Of all the authors I’ve encountered during my 30-year university teaching career, none was more painful to read than Leon Kass. Kass, among his many roles, served as the chair of the President’s Council on Bioethics after being appointed by George W. Bush.
When I read an enemy of the future like Kass, a quintessential lover of suffering and death, I wonder: a) what is wrong with this person? b) how can he believe what he believes? and c) why does he want to force his views on others?
In some ways, these questions are easy to answer. Perhaps there is nothing wrong with loving death and dying; perhaps suffering and death are good things. And many people like to influence other people, I suppose all writers do, but I always found something particularly disturbing in Kass’ writings. It’s not so much that he believes stem cell research is immoral—although that position is nearly indefensible—is it his desire to control others that is so repugnant. Of course, a lot of old conservatives are like this. They see the world they lived in receding into the past, and they want to stop the tide.
In 2003, Kass published: “Beyond Therapy: Biotechnology and the Pursuit of Human Improvement.” He begins his article by granting that biomedical science and biotechnology have made contributions to society, but he worries that our children and grandchildren might succumb to technologies “seductive promises of a perfect, better-than-human future, in which we shall all be as gods, ageless and blissful.”

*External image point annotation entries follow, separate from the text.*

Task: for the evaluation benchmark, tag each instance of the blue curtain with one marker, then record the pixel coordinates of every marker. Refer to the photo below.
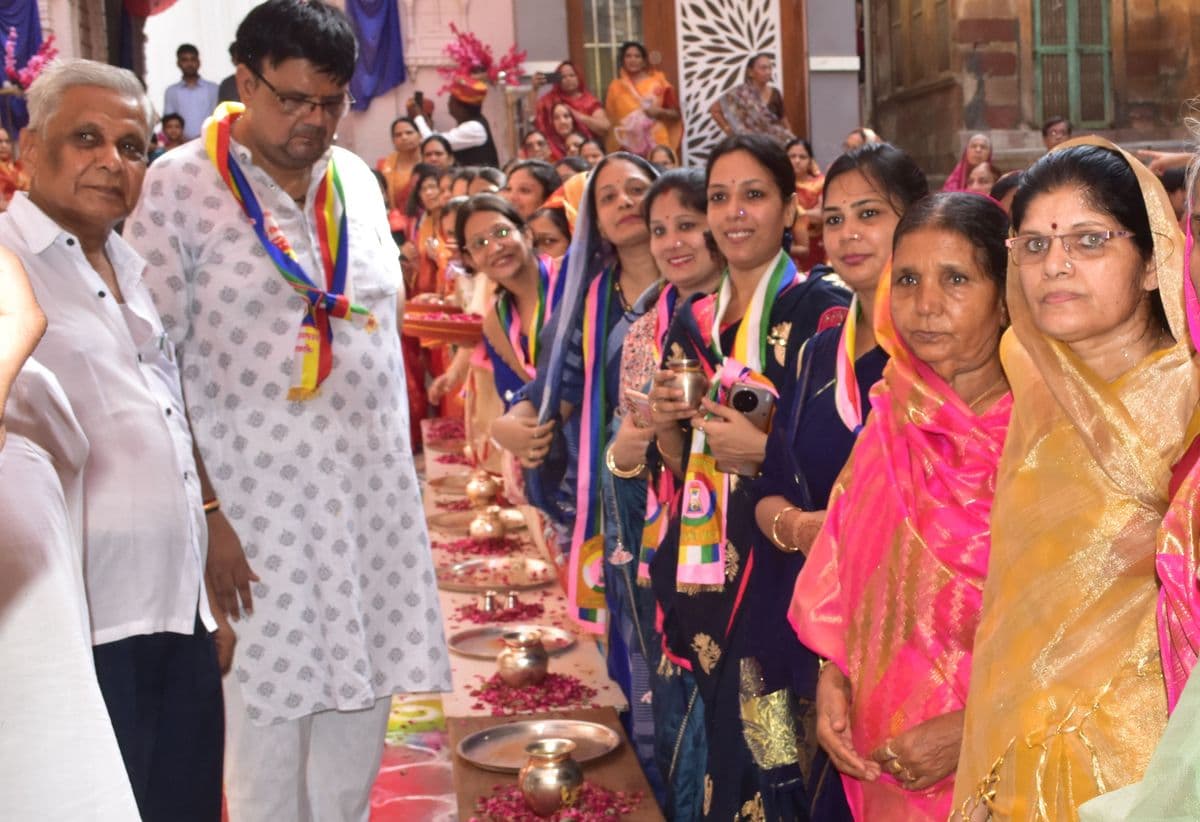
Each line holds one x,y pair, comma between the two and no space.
22,16
381,64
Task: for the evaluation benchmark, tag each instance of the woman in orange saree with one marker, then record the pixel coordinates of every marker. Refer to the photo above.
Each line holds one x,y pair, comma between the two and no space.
642,106
397,167
1067,693
891,591
12,175
808,240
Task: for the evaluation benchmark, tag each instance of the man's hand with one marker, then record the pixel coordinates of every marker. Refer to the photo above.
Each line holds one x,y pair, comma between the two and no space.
924,754
227,573
22,324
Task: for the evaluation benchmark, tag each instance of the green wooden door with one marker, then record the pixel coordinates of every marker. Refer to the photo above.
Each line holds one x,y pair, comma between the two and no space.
1073,61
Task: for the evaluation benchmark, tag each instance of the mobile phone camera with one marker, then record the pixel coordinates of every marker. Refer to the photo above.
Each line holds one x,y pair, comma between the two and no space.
743,400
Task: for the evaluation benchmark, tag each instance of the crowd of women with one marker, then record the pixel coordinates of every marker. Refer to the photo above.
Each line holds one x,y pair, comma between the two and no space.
883,502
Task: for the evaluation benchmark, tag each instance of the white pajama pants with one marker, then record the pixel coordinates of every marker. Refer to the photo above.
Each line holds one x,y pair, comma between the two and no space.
317,768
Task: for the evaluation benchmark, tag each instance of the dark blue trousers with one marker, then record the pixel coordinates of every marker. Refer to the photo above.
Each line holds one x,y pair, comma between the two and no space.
163,695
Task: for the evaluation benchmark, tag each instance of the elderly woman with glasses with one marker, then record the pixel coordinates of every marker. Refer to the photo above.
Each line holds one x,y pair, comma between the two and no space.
1067,689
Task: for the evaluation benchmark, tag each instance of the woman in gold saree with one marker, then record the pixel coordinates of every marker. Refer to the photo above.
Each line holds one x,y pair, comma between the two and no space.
642,106
1067,699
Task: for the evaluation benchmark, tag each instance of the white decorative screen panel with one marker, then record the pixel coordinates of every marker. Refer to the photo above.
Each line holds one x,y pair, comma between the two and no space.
715,40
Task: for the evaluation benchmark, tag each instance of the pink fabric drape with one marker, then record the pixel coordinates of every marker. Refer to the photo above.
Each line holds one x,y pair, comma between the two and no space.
1179,595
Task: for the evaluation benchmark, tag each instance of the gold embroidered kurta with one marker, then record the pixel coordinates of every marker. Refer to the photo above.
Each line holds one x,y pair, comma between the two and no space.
1067,697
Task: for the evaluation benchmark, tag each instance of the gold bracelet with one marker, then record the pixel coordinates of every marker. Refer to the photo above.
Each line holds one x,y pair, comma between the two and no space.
623,473
774,529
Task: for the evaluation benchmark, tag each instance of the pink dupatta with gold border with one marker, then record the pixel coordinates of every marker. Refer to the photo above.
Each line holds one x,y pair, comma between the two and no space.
892,588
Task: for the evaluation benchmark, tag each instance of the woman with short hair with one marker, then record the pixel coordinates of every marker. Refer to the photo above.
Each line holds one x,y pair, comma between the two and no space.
1067,689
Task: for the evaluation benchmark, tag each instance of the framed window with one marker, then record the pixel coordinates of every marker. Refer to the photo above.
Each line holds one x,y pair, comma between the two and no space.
606,25
1072,61
907,23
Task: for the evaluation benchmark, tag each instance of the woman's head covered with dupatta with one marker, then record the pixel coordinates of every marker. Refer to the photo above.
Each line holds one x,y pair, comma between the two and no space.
676,213
618,180
1093,243
751,199
947,287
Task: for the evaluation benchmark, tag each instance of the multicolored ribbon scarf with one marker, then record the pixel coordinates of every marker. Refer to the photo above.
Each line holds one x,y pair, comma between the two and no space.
659,491
585,580
706,490
315,343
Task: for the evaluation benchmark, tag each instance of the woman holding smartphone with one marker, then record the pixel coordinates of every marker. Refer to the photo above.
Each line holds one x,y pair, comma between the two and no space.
747,334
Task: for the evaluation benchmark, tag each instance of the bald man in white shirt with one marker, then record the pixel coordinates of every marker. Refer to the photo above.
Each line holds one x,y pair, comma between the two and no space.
144,533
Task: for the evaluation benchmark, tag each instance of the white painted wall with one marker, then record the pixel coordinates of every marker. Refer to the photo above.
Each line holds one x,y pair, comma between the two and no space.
208,24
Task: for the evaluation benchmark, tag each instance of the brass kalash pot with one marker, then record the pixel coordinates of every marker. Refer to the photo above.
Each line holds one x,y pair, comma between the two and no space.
551,779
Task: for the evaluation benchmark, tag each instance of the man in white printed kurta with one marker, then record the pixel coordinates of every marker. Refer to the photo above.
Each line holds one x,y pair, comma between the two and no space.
322,495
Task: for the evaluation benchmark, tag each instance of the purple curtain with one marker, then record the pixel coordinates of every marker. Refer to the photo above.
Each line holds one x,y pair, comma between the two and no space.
381,64
22,16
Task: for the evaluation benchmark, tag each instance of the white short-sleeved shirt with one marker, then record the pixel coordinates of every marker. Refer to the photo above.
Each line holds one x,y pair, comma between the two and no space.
323,493
144,532
59,757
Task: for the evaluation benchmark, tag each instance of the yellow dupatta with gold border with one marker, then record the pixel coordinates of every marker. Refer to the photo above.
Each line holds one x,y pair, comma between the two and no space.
1067,697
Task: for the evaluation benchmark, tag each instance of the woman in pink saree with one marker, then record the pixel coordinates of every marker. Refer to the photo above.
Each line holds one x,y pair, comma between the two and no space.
892,589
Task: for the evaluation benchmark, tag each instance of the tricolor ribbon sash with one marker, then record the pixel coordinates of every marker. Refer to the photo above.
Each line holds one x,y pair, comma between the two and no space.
705,497
585,579
315,342
659,492
846,395
510,321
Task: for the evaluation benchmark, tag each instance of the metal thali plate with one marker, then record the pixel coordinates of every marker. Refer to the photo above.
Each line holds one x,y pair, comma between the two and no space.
502,748
497,574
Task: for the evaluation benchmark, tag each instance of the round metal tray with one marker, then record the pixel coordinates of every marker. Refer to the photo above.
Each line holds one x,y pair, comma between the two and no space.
450,483
497,574
457,523
502,748
486,642
445,445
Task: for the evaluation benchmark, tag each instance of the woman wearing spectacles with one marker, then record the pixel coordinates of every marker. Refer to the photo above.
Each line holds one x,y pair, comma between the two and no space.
498,244
1067,693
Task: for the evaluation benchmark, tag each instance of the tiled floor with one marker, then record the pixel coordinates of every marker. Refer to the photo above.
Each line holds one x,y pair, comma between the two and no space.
415,781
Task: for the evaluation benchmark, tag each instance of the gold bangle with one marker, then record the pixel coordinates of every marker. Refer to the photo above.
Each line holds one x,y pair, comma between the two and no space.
774,529
623,473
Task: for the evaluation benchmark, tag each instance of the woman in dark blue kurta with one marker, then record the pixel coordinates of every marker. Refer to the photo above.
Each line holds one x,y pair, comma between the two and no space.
748,331
820,414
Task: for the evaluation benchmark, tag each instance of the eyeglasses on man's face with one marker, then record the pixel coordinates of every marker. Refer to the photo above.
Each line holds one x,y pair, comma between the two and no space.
304,106
477,244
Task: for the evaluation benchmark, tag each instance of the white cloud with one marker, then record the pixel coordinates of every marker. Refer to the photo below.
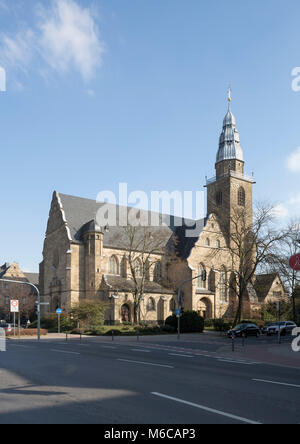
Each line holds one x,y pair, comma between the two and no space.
69,38
65,38
293,161
295,201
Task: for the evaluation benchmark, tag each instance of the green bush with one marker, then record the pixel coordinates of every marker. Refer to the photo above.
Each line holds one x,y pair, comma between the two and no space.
190,322
208,323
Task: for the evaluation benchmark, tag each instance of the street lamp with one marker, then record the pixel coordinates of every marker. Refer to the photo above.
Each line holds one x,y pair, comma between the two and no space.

Hold it right there. Of all the things to worry about, he worries about the perfect, the better, the ageless, the blissful. I’m reminded of H. L. Mencken’s remark that a Puritan is someone who just can’t stand that somebody somewhere is having fun. But Kass isn’t through. He also worries that “the likely ends that these powers and techniques are destined to serve: ageless bodies, happy souls, better children, a more peaceful and cooperative society, etc.”
Wow! He opposes happiness, good children, peace, and cooperation, but he loves death. Surely something is wrong with this man; you wonder if he has ever smiled except when he knows that others are suffering. I mean, is all this perfection, agelessness, happiness, peace, cooperation and love really bad? Evidently according to Kass. I wonder how a traveler from another planet, who saw the pain and injustice of this world would respond to such a supporter of the status quo?
Kass does express some legitimate worries with pursuing these technologies: (1) issues of safety and bodily harm; (2) issues of unfairness and distributive justice; and (3) issues of freedom and coercion, overt and subtle. And “to put this disquiet into words,” and elucidate his “wisdom of repugnance,” Kass advances some further objections: 1) that the attitude of mastery displays an unwise hubris; 2) there is a morally relevant way in which biotech is an unnatural means; and 3) some of the goals of biotech are dubious. In the end, all this stuff makes Kass feel yucky.
But of course I don’t feel yucky when contemplating biotechnology or most other futuristic technologies, I feel hopeful. I want to be more happy and peaceful and cooperative. If Kass doesn’t want to, then he is welcomed to be as unhappy as he likes. And I don’t like suffering and death. If Kass likes them, he is welcome to die at any time. In fact, autonomy demands that we are allowed to die when we want. But I resent his trying to keep new technologies from those of us who want them. And that’s exactly what he was trying to do as chair of the Ethics committee; he wanted to make sure that stem cell research did not proceed. I resent such paternalism, as any autonomous being would.
But Kass and his ilk will ultimately fail. When safe biotechnology becomes available, it will be wildly popular, just like the in vitro fertilization that Kass once opposed. The march of the future is inexorable and will only be delayed, not stopped, by lovers of death and enemies of the future like Kass.